Игла скрылась во мгле, но отдышаться не позволила. Укол за уколом и расстояние не оставляли возможности ударить в ответ, только уворачиваться и отбиваться от спиц выскакивающих под немыслимыми углами. Звон и скрежет звучал всякий раз, когда клинки схлестывались с крепкой броней на конечностях твари. Вымотать ее искатель не надеялся: каждая новая атака была быстрее и яростнее предыдущей, а тело твари, скрытое липким покровом Зимы, оставалось недосягаемым и разило жутким зловонием и холодом. Доносились только клекот и щелканье.

Цой был готов выпустить пыльцу из последней капсулы, но Мать не позволила - она не сможет помочь. Руби брюхо! Руби брюхо! - билось в голове, а перед глазами вспышками появлялось пятно - слабое место. Руби снизу! По брюху!

Еще укол и на этот раз Цой его предвидел. Крутанулся волчком и с обеих рук рубанул по буро-серой игле; конечность отсекло, но клинок в левой руке встрял меж твердых пластин и шипов. Не смог выдернуть его обратно, и тварь, вереща, уволокла искателя вслед за обрубленной конечностью, подпустив ближе к себе. Руби! Руби! - мысль, от которой вскипела кровь, с яростью взорвалась в мозгу, и он рубанул. Полоснул по мягкому брюшку - лезвие вошло мягко, но не глубоко, оставив порез. Что-то вязкое брызнуло на лицо. Услышал отчаянный стук жвал в двух метрах над собой, и цоканье позади. Бросил руку в ударе и клинок, как заговоренный, машинально устремился на звук, но не нашел плоти.

Цой до хруста суставов сжимал застрявший клинок и не думал выпускать, когда его вскинуло в воздух и сильным рывком швырнуло в стену.
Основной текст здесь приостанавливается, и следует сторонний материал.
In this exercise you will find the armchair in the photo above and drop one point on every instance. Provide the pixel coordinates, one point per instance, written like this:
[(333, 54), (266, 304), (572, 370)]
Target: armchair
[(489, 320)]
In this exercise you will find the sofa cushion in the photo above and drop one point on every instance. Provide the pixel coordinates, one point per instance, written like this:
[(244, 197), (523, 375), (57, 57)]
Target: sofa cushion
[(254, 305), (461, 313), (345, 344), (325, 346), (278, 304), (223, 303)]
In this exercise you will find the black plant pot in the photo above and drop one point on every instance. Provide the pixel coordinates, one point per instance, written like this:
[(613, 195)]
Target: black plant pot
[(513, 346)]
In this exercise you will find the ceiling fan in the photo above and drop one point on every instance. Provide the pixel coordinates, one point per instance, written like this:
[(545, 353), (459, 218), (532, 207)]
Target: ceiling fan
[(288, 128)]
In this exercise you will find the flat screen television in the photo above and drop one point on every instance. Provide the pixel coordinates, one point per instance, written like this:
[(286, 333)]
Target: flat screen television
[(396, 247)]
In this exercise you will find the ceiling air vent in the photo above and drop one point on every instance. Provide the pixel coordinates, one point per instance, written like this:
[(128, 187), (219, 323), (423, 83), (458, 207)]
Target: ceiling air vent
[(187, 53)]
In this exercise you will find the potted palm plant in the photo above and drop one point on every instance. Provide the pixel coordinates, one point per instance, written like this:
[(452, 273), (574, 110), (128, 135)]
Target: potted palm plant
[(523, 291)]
От удара едва не потерял сознание, но быстро поднялся. Движения его стали плавнее и заторможеннее, но и притупленной реакции хватило, чтобы отбить очередной уже не столь точный укол. Цой было оттолкнулся, готовый атаковать, но нога скользнула по луже из крови, оставленной ополовиненной конечностью, и он упал.

Жвалы вновь затрещали и совсем близко. Цокот скакал по всей поверхности тоннеля, даже в глубине сводов, сбивая и лишая возможности предугадать, откуда иглы нанесут удар. Почти успел увернуться - шипастая конечность вспорола ленты бесьей шкуры, запуталась в них. Рвала шкуры, пытаясь вырваться, и исполосовала живот искателя. Он вскричал от боли, что тупыми резцами впивалась во чрево, обхватил клинок обеими руками и с криком, чуть не порвавшим барабанные перепонки, наносил удар за ударом, изрубив конечность надвое.